Called “a hilarious, finely tuned absurdist” (Theatre Jones) and “an East Village relic” (Vogue), Alex Tatarsky experienced fleeting fame as Andy Kaufman’s daughter and often performs as a mound of dirt. Their performances reside in the unfortunate in-between zone of dance-theater, comedy, performance art and deluded rant--sometimes with songs. Venues include theaters (La MaMa, The Kitchen, PSNY, Abrons Arts Center, Gibney), galleries (Maccarone, Metro Pictures, Bronx Art Space), museums (New Museum, MoMA PS1, City Reliquary), comedy clubs (Gotham, The Improv), bars (KGB, Zinc, C'mon Everybody) and brave people’s living rooms. Writing on such topics as spambot poetics and mime politics appear in New Inquiry, Vulture, Garlands, Hypocrite Reader, and ArtReview Asia. Tatarsky is grateful to have been a Movement Research artist-in-residence, an Independence Fellow, and a Pew Fellow. They teach on masks, holy fools, and rot at School of Making and Thinking. Research interests include bootlegs and compost.
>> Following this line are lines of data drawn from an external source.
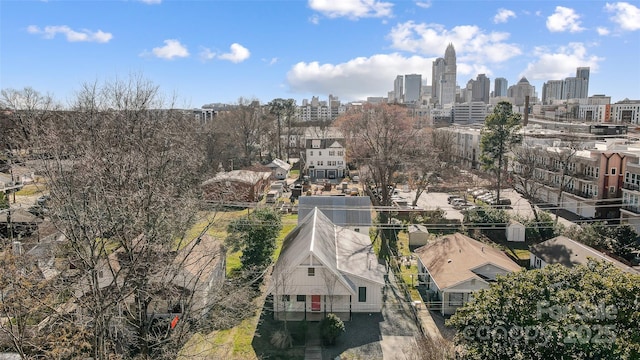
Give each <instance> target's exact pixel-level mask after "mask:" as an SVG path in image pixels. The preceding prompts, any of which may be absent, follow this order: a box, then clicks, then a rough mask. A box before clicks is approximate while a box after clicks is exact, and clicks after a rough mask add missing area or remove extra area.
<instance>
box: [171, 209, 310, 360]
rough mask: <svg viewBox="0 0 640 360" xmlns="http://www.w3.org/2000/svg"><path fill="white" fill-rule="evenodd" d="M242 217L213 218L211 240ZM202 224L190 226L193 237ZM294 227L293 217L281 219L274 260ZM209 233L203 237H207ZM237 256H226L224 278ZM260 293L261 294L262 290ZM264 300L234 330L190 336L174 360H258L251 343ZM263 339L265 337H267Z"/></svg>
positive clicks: (232, 254) (256, 298) (206, 220)
mask: <svg viewBox="0 0 640 360" xmlns="http://www.w3.org/2000/svg"><path fill="white" fill-rule="evenodd" d="M246 213H247V212H246V210H242V211H237V212H228V213H224V214H225V215H224V216H221V217H216V222H215V223H214V226H212V229H209V231H213V234H216V235H215V236H221V238H222V239H224V237H226V228H227V225H228V224H229V222H230V221H231V220H233V219H236V218H239V217H241V216H244V215H246ZM218 216H219V215H218ZM206 224H207V219H206V218H203V220H202V221H201V222H199V223H198V224H196V225H194V228H193V229H192V231H193V232H194V233H196V234H197V233H198V229H199V231H202V229H204V227H205V226H206ZM297 224H298V215H296V214H290V215H285V216H283V217H282V230H281V231H280V236H278V238H277V240H276V251H275V254H274V260H275V259H277V257H278V255H279V254H280V248H281V247H282V241H283V240H284V238H285V237H286V235H287V234H288V233H289V232H290V231H291V230H292V229H293V228H295V227H296V225H297ZM213 228H215V229H213ZM209 231H208V232H207V233H209ZM241 255H242V253H241V252H240V251H238V252H233V253H229V254H227V274H230V273H231V272H233V270H234V269H239V268H240V266H241V263H240V256H241ZM263 291H265V290H264V289H263ZM264 300H265V295H264V294H263V295H261V296H259V297H258V298H256V299H255V303H256V307H255V308H256V310H255V313H254V314H253V316H251V317H250V318H247V319H245V320H243V321H242V322H241V323H240V324H239V325H238V326H235V327H233V328H231V329H225V330H218V331H213V332H211V333H209V334H196V335H194V336H193V337H192V338H191V339H189V341H188V342H187V344H186V345H185V346H184V347H183V348H182V351H181V352H180V356H179V357H178V359H184V360H186V359H189V360H191V359H225V358H226V359H240V360H256V359H259V358H260V356H258V355H257V354H256V351H255V350H254V346H253V344H252V342H253V341H254V336H255V335H256V328H257V327H258V323H260V322H261V319H260V316H261V313H262V310H263V307H264ZM264 335H265V336H268V335H267V334H264ZM263 340H266V343H265V344H263V347H269V346H270V345H269V344H268V339H263ZM263 343H264V341H263ZM285 358H286V357H285ZM294 358H295V356H294ZM301 358H304V355H302V357H301Z"/></svg>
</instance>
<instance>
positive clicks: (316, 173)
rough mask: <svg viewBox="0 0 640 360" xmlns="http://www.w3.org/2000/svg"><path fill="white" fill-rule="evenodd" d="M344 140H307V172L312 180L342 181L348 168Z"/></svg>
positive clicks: (309, 139)
mask: <svg viewBox="0 0 640 360" xmlns="http://www.w3.org/2000/svg"><path fill="white" fill-rule="evenodd" d="M343 143H344V140H342V139H307V141H306V144H305V148H306V150H305V153H306V161H305V170H307V174H308V175H309V177H310V178H311V179H312V180H317V179H329V180H334V179H336V180H337V179H342V178H344V175H345V174H344V170H345V168H346V164H347V162H346V159H345V148H344V145H343Z"/></svg>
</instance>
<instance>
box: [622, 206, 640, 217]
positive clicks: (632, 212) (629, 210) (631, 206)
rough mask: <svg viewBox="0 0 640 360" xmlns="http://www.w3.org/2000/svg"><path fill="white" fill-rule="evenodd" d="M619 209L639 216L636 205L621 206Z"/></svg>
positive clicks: (639, 206) (638, 208) (639, 213)
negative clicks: (632, 213) (624, 210)
mask: <svg viewBox="0 0 640 360" xmlns="http://www.w3.org/2000/svg"><path fill="white" fill-rule="evenodd" d="M620 209H621V210H626V211H628V212H632V213H634V214H637V215H640V206H638V205H629V204H622V207H621V208H620Z"/></svg>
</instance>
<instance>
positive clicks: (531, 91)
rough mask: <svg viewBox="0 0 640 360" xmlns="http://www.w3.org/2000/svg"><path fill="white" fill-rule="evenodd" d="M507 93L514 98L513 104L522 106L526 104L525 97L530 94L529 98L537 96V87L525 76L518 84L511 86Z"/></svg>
mask: <svg viewBox="0 0 640 360" xmlns="http://www.w3.org/2000/svg"><path fill="white" fill-rule="evenodd" d="M507 95H508V96H509V97H510V98H513V105H515V106H522V105H524V100H525V97H527V96H529V98H531V99H533V98H534V97H535V96H536V88H535V87H533V85H531V84H530V83H529V80H527V78H526V77H524V76H523V77H522V79H520V81H518V83H517V84H516V85H512V86H510V87H509V90H507Z"/></svg>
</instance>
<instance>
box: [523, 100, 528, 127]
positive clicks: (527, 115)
mask: <svg viewBox="0 0 640 360" xmlns="http://www.w3.org/2000/svg"><path fill="white" fill-rule="evenodd" d="M528 123H529V95H527V96H525V97H524V119H523V120H522V126H527V124H528Z"/></svg>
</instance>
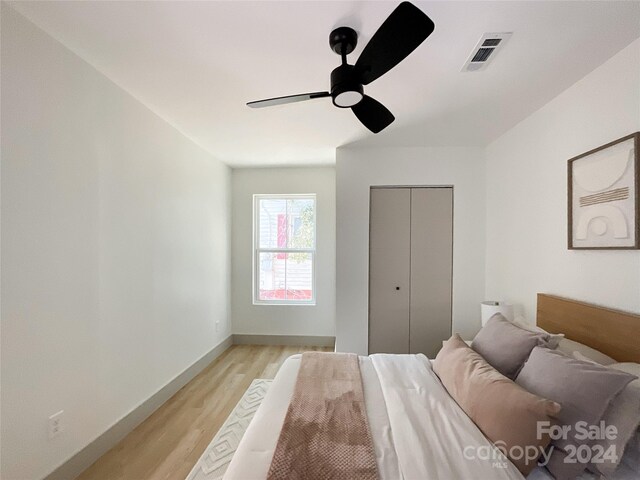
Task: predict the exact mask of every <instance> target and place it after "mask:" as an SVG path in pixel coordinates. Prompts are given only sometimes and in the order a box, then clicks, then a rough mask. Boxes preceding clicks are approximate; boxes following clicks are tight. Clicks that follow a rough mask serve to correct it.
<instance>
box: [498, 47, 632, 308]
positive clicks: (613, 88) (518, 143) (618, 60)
mask: <svg viewBox="0 0 640 480" xmlns="http://www.w3.org/2000/svg"><path fill="white" fill-rule="evenodd" d="M638 130H640V40H636V41H635V42H634V43H632V44H631V45H630V46H628V47H627V48H625V49H624V50H623V51H621V52H620V53H619V54H617V55H616V56H614V57H613V58H611V59H610V60H609V61H607V62H606V63H605V64H603V65H602V66H600V67H599V68H597V69H596V70H595V71H593V72H592V73H590V74H589V75H587V76H586V77H585V78H583V79H582V80H580V81H579V82H578V83H576V84H575V85H574V86H572V87H571V88H569V89H568V90H566V91H565V92H564V93H562V94H561V95H559V96H558V97H556V98H555V99H554V100H552V101H551V102H550V103H548V104H547V105H546V106H544V107H543V108H541V109H540V110H539V111H537V112H536V113H534V114H533V115H531V116H530V117H528V118H527V119H526V120H524V121H523V122H521V123H520V124H519V125H517V126H516V127H514V128H513V129H511V130H510V131H509V132H507V133H506V134H504V135H503V136H501V137H500V138H499V139H498V140H496V141H495V142H493V143H492V144H491V145H490V146H489V147H488V148H487V172H486V183H487V267H486V270H487V283H486V293H487V297H488V298H503V299H505V300H508V301H511V302H514V303H516V304H517V305H518V306H519V307H520V308H522V309H523V310H524V313H525V315H526V316H527V317H528V318H529V319H530V320H533V319H534V318H535V304H536V297H535V295H536V293H537V292H543V293H552V294H557V295H562V296H566V297H571V298H575V299H579V300H584V301H588V302H592V303H597V304H601V305H604V306H610V307H614V308H618V309H624V310H629V311H632V312H640V251H575V250H574V251H571V250H568V249H567V160H568V159H569V158H571V157H574V156H576V155H579V154H581V153H584V152H586V151H588V150H590V149H592V148H595V147H598V146H600V145H603V144H605V143H608V142H610V141H612V140H615V139H617V138H620V137H623V136H625V135H628V134H630V133H632V132H635V131H638Z"/></svg>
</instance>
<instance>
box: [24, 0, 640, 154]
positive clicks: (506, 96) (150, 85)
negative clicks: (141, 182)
mask: <svg viewBox="0 0 640 480" xmlns="http://www.w3.org/2000/svg"><path fill="white" fill-rule="evenodd" d="M397 3H399V2H397V1H393V2H389V1H366V2H365V1H363V2H357V1H352V2H345V1H320V2H309V1H296V2H281V1H262V2H244V1H234V2H222V1H211V2H182V1H170V2H116V1H114V2H108V1H107V2H94V1H83V2H79V1H51V2H49V1H47V2H13V3H12V6H13V7H14V8H15V9H16V10H18V11H19V12H20V13H22V14H23V15H25V16H26V17H27V18H29V19H30V20H31V21H33V22H34V23H35V24H37V25H38V26H40V27H41V28H42V29H43V30H45V31H46V32H48V33H49V34H50V35H52V36H53V37H54V38H56V39H58V40H59V41H60V42H62V43H63V44H64V45H66V46H67V47H68V48H70V49H71V50H73V51H74V52H76V53H77V54H78V55H80V56H81V57H82V58H84V59H85V60H86V61H87V62H89V63H91V64H92V65H94V66H95V67H96V68H97V69H98V70H100V71H101V72H103V73H104V74H105V75H107V76H108V77H109V78H111V79H112V80H113V81H114V82H115V83H117V84H118V85H120V86H121V87H123V88H124V89H125V90H127V91H128V92H130V93H131V94H132V95H133V96H135V97H136V98H138V99H139V100H140V101H141V102H143V103H144V104H145V105H147V106H148V107H149V108H150V109H151V110H153V111H154V112H156V113H157V114H158V115H160V116H161V117H162V118H164V119H165V120H167V121H168V122H169V123H171V124H172V125H174V126H175V127H176V128H177V129H179V130H180V131H181V132H183V133H184V134H185V135H186V136H188V137H189V138H191V139H192V140H193V141H195V142H196V143H198V144H199V145H201V146H202V147H204V148H205V149H207V150H208V151H210V152H211V153H212V154H213V155H215V156H216V157H217V158H219V159H221V160H223V161H225V162H227V163H228V164H230V165H232V166H256V165H257V166H263V165H303V164H322V163H327V164H329V163H333V162H334V161H335V149H336V147H338V146H341V145H346V144H354V143H355V144H357V145H375V146H383V145H390V146H398V145H407V146H420V145H434V146H435V145H460V146H462V145H486V144H487V143H489V142H490V141H491V140H493V139H495V138H496V137H498V136H499V135H500V134H502V133H503V132H505V131H506V130H508V129H509V128H510V127H512V126H513V125H515V124H516V123H517V122H519V121H520V120H522V119H523V118H525V117H526V116H527V115H529V114H530V113H532V112H533V111H535V110H536V109H538V108H540V107H541V106H542V105H544V104H545V103H546V102H548V101H549V100H550V99H552V98H553V97H554V96H556V95H557V94H559V93H560V92H562V91H563V90H564V89H565V88H567V87H569V86H570V85H572V84H573V83H575V82H576V81H577V80H579V79H580V78H581V77H583V76H584V75H585V74H587V73H588V72H589V71H591V70H593V69H594V68H595V67H597V66H598V65H600V64H602V63H603V62H604V61H605V60H606V59H607V58H609V57H611V56H612V55H613V54H615V53H616V52H617V51H619V50H621V49H622V48H624V47H625V46H626V45H628V44H629V43H631V42H632V41H633V40H634V39H635V38H638V37H640V2H638V1H630V2H617V1H603V2H596V1H568V2H562V1H549V2H546V1H531V2H518V1H502V2H501V1H498V2H483V1H471V2H458V1H441V2H423V1H416V2H415V4H416V5H417V6H419V7H420V8H421V9H422V10H423V11H424V12H425V13H427V14H428V15H429V16H430V17H431V18H432V19H433V20H434V22H435V24H436V30H435V32H434V34H433V35H432V36H431V37H429V38H428V39H427V40H426V41H425V42H424V43H423V44H422V45H421V46H420V47H419V48H418V49H417V50H416V51H415V52H414V53H413V54H411V55H410V56H409V57H408V58H407V59H406V60H405V61H404V62H403V63H401V64H400V65H399V66H398V67H396V68H395V69H394V70H392V71H391V72H389V73H388V74H387V75H385V76H384V77H382V78H381V79H379V80H377V81H376V82H374V83H373V84H371V85H369V86H368V87H366V92H367V93H368V94H369V95H371V96H373V97H374V98H376V99H378V100H379V101H381V102H382V103H384V104H385V105H386V106H387V107H388V108H389V109H390V110H391V111H392V112H393V113H394V114H395V116H396V121H395V122H394V123H393V124H392V125H391V126H390V127H389V128H387V129H386V130H385V131H383V132H382V133H380V134H378V135H373V134H371V133H370V132H369V131H368V130H366V129H365V128H364V127H363V126H362V125H360V123H359V122H358V121H357V119H356V118H355V117H354V116H353V114H352V113H351V112H350V111H348V110H340V109H337V108H335V107H333V106H332V104H331V100H330V99H318V100H313V101H309V102H305V103H297V104H290V105H284V106H278V107H271V108H265V109H258V110H255V109H249V108H248V107H246V106H245V103H246V102H247V101H250V100H258V99H261V98H268V97H273V96H280V95H288V94H295V93H304V92H311V91H319V90H328V88H329V74H330V72H331V70H332V69H333V68H335V67H336V66H338V64H339V57H338V56H337V55H335V54H334V53H333V52H332V51H331V50H330V49H329V45H328V36H329V32H330V31H331V30H332V29H333V28H334V27H337V26H341V25H348V26H351V27H354V28H355V29H356V30H357V31H358V33H359V35H360V39H359V45H358V48H357V49H356V51H355V52H354V53H353V54H352V55H350V56H349V59H350V63H354V62H355V59H356V58H357V56H358V55H359V54H360V52H361V51H362V47H363V45H365V44H366V42H367V40H368V39H369V38H371V35H372V34H373V33H374V32H375V30H376V29H377V27H378V26H379V25H380V24H381V23H382V22H383V20H384V19H385V18H386V17H387V16H388V15H389V13H391V11H392V10H393V8H394V7H395V6H396V5H397ZM504 31H511V32H513V37H512V38H511V39H510V40H509V42H508V43H507V44H506V45H505V47H504V48H503V49H502V51H500V53H499V55H498V56H497V57H496V58H495V59H494V60H493V62H492V63H491V65H490V66H489V67H488V68H487V70H485V71H482V72H476V73H468V72H464V73H463V72H461V71H460V70H461V67H462V65H463V64H464V62H465V60H466V59H467V57H468V56H469V54H470V52H471V50H472V48H473V47H474V46H475V44H476V42H477V41H478V40H479V38H480V36H481V35H482V34H483V33H485V32H504Z"/></svg>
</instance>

Canal Street Research Association is a temporary center of operations for poetic research unit Shanzhai Lyric who repurpose vacant real estate as a space for gathering ephemeral histories, mapping local lore, and tracing the flows and fissures of global capital. A microcosm of global trade routes, Canal Street has held allure for generations of artists to occupy this zone of exchange where high meets low, art meets commerce, and original meets copy. In the midst of the current retail apocalypse, Canal Street Research Association revisits projects both massive and minute that have transpired on the storied block, speculating new modes of inhabiting this complex interplay of hustles.
This is an in-person event happening in the 2nd floor flex space at 205 Hudson.